Vois le troupeau qui me suit : il est si nombreux que je ne saurais te dire combien de moutons et de chèvres il contient. Le pauvre seul fait le, compte de ses brebis. Les miennes paissent les vallées, les bois, ont des antres pour étables. Elles me donnent du lait en abondance, un lait neigeux et doux, dont je fais des fromages. Et tu pourras chasser dans la montagne le cerf, le daim, le lièvre, dénicher des colombes... J'ai pour toi deux petits oursons, au poil long, floconneux et tendre.Et tu auras en moi le plus robuste des maris, un mari aussi fort que Jupiter lui-même. Admire ma chevelure flottante, mon oeil unique pareil à un bouclier rond, unique et rond comme l'est l'astre puissant du soleil.

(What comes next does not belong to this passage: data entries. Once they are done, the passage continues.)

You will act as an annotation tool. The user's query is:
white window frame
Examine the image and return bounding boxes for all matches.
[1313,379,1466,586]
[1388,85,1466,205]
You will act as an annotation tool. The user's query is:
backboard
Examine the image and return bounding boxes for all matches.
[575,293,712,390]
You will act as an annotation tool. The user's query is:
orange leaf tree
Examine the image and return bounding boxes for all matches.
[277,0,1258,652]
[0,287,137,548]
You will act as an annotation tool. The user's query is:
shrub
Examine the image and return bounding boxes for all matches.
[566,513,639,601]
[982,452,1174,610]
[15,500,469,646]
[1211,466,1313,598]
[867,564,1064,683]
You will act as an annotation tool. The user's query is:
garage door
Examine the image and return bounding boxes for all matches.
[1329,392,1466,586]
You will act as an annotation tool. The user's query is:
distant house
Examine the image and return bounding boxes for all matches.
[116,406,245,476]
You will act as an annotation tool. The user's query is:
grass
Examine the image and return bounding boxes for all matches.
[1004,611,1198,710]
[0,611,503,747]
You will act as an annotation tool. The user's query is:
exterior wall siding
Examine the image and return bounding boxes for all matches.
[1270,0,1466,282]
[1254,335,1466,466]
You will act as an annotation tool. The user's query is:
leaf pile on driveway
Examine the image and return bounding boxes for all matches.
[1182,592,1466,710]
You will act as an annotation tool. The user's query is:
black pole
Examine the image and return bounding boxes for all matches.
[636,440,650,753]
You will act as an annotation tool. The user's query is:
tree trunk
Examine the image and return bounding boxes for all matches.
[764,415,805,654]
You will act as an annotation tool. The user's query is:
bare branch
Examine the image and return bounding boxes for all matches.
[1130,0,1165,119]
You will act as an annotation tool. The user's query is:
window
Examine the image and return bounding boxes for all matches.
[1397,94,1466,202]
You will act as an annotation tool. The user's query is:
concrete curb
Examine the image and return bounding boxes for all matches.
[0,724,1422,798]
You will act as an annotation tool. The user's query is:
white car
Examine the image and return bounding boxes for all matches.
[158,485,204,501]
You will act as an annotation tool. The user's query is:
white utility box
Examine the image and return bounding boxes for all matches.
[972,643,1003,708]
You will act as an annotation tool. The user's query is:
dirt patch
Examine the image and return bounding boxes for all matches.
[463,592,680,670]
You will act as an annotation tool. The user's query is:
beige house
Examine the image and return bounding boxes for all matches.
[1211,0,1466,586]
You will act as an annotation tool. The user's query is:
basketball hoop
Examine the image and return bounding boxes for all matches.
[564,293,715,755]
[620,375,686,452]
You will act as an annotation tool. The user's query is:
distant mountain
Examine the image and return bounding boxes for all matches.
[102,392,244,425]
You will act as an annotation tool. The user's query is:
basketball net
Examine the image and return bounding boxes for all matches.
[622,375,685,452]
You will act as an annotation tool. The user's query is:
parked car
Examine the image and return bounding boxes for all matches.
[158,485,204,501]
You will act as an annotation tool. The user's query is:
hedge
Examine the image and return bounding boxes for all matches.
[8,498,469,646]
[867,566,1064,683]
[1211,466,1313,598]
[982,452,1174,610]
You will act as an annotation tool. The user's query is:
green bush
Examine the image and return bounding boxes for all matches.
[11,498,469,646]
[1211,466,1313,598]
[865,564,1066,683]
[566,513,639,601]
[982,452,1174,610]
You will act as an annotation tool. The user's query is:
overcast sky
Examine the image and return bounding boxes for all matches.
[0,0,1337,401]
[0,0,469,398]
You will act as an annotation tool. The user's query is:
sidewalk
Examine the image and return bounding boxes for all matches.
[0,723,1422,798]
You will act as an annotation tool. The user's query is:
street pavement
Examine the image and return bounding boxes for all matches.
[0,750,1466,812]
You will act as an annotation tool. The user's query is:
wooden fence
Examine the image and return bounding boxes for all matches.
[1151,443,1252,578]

Polyphème en disant ces mots dressait sa taille. Et, comme ses paroles fleuries et prometteuses semblaient laisser Galatée indifférente, il y ajouta de sombres menaces" Si tu ne veux être ma femme, Galatée, c'est que tu en aimes un autre. Mais prends garde! Je t'ai vue trop souvent déjà avec ce jeune Acis qui ne sait rien que jouer de la flûte et te regarder avec des yeux blancs. Je ne le supporterai pas. Ce gringalet s'apercevra bientôt que ma force est en proportion de ma taille. Je lui arracherai, vivant, les entrailles, je l'écartèlerai et je jetterai ses membres épars à travers la grève. Je suis jaloux et sens brûler dans ma poitrine les feux ardents de l'Etna... "

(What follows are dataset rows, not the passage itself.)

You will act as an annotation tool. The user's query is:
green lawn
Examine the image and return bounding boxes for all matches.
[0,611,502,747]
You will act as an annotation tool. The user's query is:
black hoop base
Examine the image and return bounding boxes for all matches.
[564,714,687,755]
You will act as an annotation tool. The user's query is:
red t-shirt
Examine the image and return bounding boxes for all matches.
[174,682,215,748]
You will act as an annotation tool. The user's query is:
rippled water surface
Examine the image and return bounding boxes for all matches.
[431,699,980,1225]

Galatée ne croyait pas que le géant Polyphème exécuterait jamais ses menaces. Elle eut tort. Qui peut dire la criminelle fureur où l'amour peut porter un homme et un Cyclope.Les deux jouvenceaux continuaient donc de se voir, mais un jour qu'à l'ombre d'une grotte Acis jouait de la flûte et que Galatée rêvait de leurs noces futures en écoutant les sons d'une mélodie savante, ils entendirent soudain tonner au-dessus d'eux la voix fracassante de Polyphème. Le géant, penché, les regardait de son oeil injecté de sang, et, de sa bouche terrible, il proféra ces mots
" Je vous vois, mais c'en est fait, et cette rencontre sera votre dernière rencontre ! "A ces mots, éperdus, les jouvenceaux bondirent. Galatée, la jeune nymphe, put courir vers la mer et plonger dans les flots. Mais Acis ne sut éviter l'énorme roc que Polyphème avait lancé sur lui. Cette masse trois fois plus grande que lui-même l'écrasa. On vit de dessous le bloc son sang pourpre couler...

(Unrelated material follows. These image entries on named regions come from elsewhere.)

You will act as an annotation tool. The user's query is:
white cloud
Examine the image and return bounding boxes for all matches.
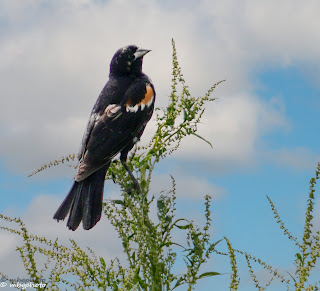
[265,147,320,170]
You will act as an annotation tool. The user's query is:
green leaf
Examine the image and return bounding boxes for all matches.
[191,132,213,149]
[100,257,106,269]
[172,277,185,290]
[175,223,191,229]
[198,272,222,279]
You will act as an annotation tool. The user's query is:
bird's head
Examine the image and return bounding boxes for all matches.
[110,45,150,76]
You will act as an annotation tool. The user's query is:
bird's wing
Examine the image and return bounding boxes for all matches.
[75,80,155,181]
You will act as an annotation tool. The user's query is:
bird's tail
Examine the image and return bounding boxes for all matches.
[53,163,110,230]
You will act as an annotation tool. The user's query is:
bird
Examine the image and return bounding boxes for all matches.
[53,45,156,231]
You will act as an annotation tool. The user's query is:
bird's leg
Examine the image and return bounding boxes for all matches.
[120,159,142,195]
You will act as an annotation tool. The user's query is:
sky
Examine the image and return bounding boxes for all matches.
[0,0,320,291]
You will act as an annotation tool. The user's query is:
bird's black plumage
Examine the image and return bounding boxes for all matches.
[53,45,156,230]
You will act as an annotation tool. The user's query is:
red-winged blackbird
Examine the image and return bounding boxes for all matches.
[53,45,156,230]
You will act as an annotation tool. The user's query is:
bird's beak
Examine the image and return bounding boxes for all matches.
[134,48,151,60]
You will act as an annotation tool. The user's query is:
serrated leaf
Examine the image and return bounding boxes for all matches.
[191,132,213,149]
[100,257,106,269]
[111,199,124,205]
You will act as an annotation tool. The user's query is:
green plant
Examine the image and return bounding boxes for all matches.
[230,163,320,291]
[0,41,228,291]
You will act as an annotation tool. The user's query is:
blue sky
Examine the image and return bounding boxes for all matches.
[0,0,320,290]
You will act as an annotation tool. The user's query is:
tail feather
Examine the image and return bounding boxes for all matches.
[53,163,110,230]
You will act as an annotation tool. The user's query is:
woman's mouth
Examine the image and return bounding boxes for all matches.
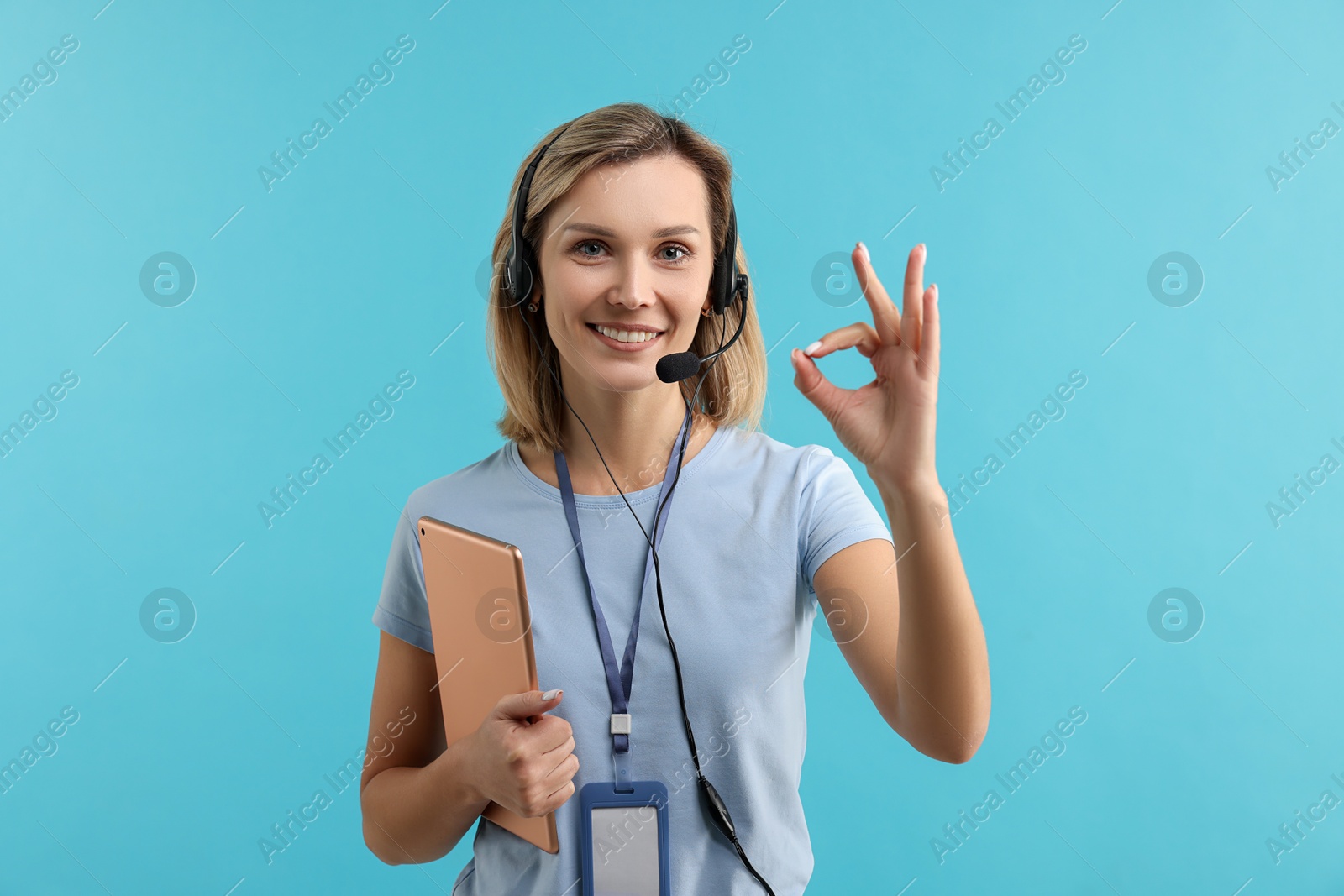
[587,324,663,352]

Un merveilleux prodige alors fut accompli. Les dieux de l'Olympe, qui aiment la jeunesse, transformèrent ce sang en eau pure. Le roc meurtrier s'entrouvrit et, par la fente, on vit apparaître un, roseau, tandis qu'on entendait bruire une source naissante; puis, à mi-corps un jeune homme parut tout semblable à Acis, sauf qu'il était plus grand et portait autour de la tête les cornes naissantes d'un dieu-fleuve. Oui, c'était bien Acis, un Acis devenu dieu. Et le fleuve Acis, aux eaux pures, après avoir fait le tour de la montagne qu'on appelle le mont de Polyphème, s'en alla se jeter dans la mer où l'attendait avec ses quarante-neuf soeurs pour célébrer leurs noces immortelles, pure et belle, la nymphe Galatée.